核兵器は外交手段である戦争という行為にそぐわない兵器-NPDI広島会合を考える(3)

 核兵器については様々な視点があるのですが、最後に核兵器は外交手段である戦争という行為にそぐわない兵器であるというお話をしておきたいと思います。
 
 前回も言いましたように、戦争とは外交の一種です。
 すなわち、自国の利益を追求するため、それを他国にも履行させるために、武力という手段をもって強制させようとするのが戦争という手段です。
 つまり戦争はあくまで手段であって目的ではないんですね。
 目的は「自国の利益になるための具体的な相手の行動」なのです。
 ですから戦争には一定のルールがあります。
 それは決して国際法だけに限らず、例えば相手国や国民を根絶やしにするような行為をしたとしても、そんなの自国の利益を履行させるコトが不可能になってしまうのですから、戦争に勝っても利益を追求するコトはできず、全く意味はないだけでなく、ただ無駄に戦費を使っただけの損になってしまうコトでしょう。
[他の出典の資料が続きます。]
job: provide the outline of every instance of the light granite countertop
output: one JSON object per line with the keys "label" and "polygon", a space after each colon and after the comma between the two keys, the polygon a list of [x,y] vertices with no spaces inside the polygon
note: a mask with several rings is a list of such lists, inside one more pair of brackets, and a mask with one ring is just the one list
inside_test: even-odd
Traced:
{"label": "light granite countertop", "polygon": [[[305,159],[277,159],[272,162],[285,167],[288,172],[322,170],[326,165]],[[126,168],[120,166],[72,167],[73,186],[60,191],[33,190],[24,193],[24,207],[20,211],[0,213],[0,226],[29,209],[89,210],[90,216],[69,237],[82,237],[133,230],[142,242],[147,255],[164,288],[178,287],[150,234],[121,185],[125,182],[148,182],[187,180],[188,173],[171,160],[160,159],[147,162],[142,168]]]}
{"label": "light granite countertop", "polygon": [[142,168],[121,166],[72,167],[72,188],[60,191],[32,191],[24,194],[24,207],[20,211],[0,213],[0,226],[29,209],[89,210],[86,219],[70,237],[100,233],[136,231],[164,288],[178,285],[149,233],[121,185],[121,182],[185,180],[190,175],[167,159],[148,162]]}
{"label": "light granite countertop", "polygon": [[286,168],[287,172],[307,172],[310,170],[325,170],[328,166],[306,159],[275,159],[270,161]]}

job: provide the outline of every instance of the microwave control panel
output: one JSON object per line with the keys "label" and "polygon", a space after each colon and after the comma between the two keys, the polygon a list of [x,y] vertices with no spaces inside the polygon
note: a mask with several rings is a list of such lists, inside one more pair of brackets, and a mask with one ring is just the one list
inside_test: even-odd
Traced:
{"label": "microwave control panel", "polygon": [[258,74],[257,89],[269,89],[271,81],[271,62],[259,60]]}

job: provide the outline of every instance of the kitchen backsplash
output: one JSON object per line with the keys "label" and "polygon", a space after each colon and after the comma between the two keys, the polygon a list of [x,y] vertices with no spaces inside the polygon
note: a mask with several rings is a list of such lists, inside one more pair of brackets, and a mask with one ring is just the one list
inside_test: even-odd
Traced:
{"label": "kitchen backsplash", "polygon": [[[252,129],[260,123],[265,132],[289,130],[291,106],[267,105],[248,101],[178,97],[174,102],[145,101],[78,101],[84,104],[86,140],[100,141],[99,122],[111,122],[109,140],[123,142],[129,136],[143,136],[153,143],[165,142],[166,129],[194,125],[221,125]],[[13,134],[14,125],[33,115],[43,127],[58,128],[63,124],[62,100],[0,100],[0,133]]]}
 ですからあくまで戦争は外交だというコトを鑑みれば、手段である戦争も最低限の一定のルールは自ずと見えてくるワケです。
 
 しかし核兵器というモノは、このルールから完全にはみ出るモノです。
 なぜなら、核兵器は一発だけでその被害があまりにも広範囲にわたりますから、使えばどうやったって非戦闘員を巻き込む形になるからです。
 戦争は外交の一種である以上、そのプレイヤーは戦闘員同士が行うモノです。
 そこに非戦闘員を巻き込んだとすれば、それは国際法違反という以上に、外交行為として意味を成さなくなりますので無意味なのです。
 それなのに核兵器は、はじめから非戦闘員をターゲットにした兵器なんですね。
 核兵器を持っている国、そして持つべきだと言っている人は、ここの整合性をどうつけるのか、よくよく考えてもらいたいのです。
 
 日本は核を持つべきだ、と主張する人は、核兵器で何をしたいのかを考えてもらいたいのです。
 単に核を持つコトが大国の条件だと思っているのであれば、かなり的外れとしか言いようがありません。
 もし日本がまた一国だけで世界中の国を相手に戦争しようというのであれば別ですが、ある程度他国と協調しながらやっていくのであれば、核兵器は、北朝鮮のようなそんな世界を敵に回しているような国に対する抑止力としか使い道はありません。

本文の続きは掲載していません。